Open MPI logo

Open MPI User's Mailing List Archives

  |   Home   |   Support   |   FAQ   |   all Open MPI User's mailing list

Subject: Re: [OMPI users] --bynode vs --byslot
From: Jeff Squyres (jsquyres_at_[hidden])
Date: 2008-06-04 13:07:46


On May 23, 2008, at 9:07 PM, Cally K wrote:

> Hi, I have a question about --bynode and --byslot that i would like
> to clarify
>
> Say, for example, I have a hostfile
>
> #Hostfile
>
> __________________________
> node0
> node1 slots=2 max_slots=2
> node2 slots=2 max_slots=2
> node3 slots=4 max_slots=4
> ___________________________
>
> There are 4 nodes and 9 slots, how do I run my mpirun, for now I use
>
> a) mpirun -np --bynode 4 ./abcd

I assume you mean "... -np 4 --bynode ..."

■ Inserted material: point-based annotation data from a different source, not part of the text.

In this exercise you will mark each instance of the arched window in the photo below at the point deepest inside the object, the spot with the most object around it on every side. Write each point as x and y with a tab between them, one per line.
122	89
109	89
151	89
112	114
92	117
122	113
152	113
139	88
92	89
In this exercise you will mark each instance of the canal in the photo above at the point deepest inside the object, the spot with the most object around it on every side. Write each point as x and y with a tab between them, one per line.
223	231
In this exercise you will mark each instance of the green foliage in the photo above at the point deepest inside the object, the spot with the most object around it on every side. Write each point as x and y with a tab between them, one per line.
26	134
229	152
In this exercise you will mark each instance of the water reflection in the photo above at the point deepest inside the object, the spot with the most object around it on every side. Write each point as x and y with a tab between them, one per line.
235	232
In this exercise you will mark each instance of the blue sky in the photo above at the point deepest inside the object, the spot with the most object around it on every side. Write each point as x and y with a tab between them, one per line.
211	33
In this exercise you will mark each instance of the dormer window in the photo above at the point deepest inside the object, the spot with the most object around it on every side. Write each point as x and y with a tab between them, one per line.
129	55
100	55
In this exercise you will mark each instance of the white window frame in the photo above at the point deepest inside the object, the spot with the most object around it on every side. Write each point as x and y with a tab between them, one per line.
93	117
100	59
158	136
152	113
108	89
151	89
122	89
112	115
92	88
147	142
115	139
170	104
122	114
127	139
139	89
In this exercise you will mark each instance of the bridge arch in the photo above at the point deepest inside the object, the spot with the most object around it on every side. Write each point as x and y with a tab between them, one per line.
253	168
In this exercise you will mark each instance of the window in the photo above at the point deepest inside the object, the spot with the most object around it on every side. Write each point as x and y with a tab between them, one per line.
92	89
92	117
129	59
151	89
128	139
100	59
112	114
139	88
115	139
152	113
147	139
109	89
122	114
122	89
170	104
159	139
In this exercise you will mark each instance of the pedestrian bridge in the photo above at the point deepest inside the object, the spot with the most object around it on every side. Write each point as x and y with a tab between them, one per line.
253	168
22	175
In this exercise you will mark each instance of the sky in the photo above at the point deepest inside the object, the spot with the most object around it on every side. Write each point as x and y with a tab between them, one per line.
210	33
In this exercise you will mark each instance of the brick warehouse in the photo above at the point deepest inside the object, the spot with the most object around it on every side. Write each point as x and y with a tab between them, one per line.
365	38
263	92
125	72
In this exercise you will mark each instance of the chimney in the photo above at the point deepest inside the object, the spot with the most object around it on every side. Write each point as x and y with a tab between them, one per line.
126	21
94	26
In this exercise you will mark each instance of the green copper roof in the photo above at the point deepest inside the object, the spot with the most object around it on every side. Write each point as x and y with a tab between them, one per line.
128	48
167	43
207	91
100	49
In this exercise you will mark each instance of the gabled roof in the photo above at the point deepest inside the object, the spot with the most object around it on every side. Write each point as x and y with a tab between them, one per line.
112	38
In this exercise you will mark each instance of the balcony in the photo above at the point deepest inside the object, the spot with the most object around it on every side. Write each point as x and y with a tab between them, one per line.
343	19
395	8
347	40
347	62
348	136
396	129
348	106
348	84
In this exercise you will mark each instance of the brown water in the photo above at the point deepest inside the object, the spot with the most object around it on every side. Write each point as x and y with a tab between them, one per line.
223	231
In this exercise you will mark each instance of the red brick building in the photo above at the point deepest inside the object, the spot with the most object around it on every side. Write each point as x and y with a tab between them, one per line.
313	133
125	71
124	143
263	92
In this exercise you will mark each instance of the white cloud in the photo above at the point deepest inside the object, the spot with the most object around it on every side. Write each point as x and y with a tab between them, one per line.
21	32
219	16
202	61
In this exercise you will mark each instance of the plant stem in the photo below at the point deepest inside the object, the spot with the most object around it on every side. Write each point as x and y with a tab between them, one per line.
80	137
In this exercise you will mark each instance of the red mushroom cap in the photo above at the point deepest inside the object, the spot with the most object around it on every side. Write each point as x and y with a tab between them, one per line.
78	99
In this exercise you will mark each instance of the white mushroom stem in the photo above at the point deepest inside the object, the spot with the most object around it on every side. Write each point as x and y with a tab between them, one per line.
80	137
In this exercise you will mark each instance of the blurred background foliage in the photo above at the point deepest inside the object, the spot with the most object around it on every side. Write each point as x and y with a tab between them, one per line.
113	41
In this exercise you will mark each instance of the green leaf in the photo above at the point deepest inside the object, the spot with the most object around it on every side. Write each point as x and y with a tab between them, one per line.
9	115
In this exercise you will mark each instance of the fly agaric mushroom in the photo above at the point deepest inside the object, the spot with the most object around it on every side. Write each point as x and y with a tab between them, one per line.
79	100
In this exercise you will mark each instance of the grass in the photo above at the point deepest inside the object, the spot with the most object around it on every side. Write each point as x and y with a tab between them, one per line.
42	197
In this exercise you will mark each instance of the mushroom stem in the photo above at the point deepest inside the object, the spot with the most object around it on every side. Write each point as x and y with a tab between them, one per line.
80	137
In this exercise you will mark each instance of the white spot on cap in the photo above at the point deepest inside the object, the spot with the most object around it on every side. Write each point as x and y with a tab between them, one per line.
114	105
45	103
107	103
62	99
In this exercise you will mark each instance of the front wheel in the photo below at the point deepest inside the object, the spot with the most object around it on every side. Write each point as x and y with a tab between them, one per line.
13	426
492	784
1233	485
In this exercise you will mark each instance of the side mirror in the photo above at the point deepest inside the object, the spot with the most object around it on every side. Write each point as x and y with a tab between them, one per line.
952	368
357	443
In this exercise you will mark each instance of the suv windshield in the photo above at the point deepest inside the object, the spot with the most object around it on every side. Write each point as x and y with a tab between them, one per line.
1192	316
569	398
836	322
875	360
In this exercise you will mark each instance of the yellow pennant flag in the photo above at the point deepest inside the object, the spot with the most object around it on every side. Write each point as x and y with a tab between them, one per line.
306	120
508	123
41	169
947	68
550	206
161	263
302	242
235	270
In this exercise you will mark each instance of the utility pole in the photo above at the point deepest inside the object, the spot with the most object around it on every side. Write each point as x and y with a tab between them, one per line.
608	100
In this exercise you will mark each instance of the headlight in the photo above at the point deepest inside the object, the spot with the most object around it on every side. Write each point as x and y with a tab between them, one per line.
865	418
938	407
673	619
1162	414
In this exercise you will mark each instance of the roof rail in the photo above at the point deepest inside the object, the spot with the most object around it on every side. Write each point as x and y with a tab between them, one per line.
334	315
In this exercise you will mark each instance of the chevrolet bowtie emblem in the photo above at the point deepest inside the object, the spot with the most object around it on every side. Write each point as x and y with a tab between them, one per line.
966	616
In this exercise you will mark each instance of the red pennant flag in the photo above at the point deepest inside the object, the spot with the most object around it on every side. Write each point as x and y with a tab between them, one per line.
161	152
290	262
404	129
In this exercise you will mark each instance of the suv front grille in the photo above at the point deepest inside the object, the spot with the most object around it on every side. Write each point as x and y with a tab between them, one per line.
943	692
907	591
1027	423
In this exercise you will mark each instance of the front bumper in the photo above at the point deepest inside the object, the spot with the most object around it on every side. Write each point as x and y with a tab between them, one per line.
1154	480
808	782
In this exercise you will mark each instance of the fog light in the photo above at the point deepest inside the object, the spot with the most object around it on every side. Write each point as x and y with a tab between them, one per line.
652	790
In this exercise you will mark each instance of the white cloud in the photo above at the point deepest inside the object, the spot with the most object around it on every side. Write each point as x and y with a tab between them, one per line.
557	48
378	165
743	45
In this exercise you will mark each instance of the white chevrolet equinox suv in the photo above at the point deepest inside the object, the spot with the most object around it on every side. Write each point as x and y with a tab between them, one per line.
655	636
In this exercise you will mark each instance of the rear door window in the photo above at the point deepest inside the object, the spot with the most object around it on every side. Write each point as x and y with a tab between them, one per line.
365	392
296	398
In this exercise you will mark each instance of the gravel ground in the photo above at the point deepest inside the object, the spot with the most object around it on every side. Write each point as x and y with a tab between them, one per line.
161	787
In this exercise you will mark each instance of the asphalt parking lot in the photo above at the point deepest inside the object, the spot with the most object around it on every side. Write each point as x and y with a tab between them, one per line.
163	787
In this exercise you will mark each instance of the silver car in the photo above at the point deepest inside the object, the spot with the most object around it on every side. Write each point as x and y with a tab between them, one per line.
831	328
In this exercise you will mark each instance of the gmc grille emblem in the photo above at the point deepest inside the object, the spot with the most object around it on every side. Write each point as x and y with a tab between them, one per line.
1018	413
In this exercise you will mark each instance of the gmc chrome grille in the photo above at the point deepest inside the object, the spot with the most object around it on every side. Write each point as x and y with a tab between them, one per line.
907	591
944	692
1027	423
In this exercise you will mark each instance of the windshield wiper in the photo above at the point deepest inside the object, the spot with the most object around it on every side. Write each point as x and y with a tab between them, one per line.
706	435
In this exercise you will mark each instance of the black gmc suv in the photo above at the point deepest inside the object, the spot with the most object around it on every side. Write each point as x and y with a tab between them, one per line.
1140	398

> I know that the slot thingy is for SMPs, and I have tried running
> mpirun -np --byslot 9 ./abcd
>
> and I noticed that its longer when I do --byslot when compared to --
> bynode

According to your text, you're running 9 processes when using --byslot
and 4 when using --bynode. Is that a typo? I'll assume that it is --
that you meant to use 9 in both cases.

> and I just read the faq that said, by defauly the byslot option is
> used, so I dun have to use it rite,,,

I'm not sure what your question is. The actual performance may depend
on your application and what its communication and computation
patterns are. It gets more difficult to model when you have a
heterogeneous setup (like it looks like you have, per your hostfile).

Let's take your example of 9 processes.

- With --bynode, the MPI_COMM_WORLD ranks will be laid out as follows
(MCRW = "MPI_COMM_WORLD rank")

node0: MCWR 0
node1: MCWR 1, MCWR 4
node2: MCWR 2, MCWR 5
node3: MCRW 3, MCRW 6, MCWR 7, MCWR 8

- With --byslot, it'll look like this:

node0: MCWR 0
node1: MCWR 1, MCWR 2
node2: MCWR 3, MCWR 4
node3: MCRW 5, MCRW 6, MCWR 7, MCWR 8

In short, OMPI is doing round-robin placement of your processes; the
only difference is in which dimension is traversed first: by node or
by slot.

As to why there's such a performance difference, it could depend on a
lot of things: the difference in computational speed and/or RAM on
your 4 nodes, the changing communication patterns between the two
(shared memory is usually used for on-node communication, which is
usually faster than most networks), etc. It really depends on what
your application is *doing*.

Sorry I can't be of more help...

-- 
Jeff Squyres
Cisco Systems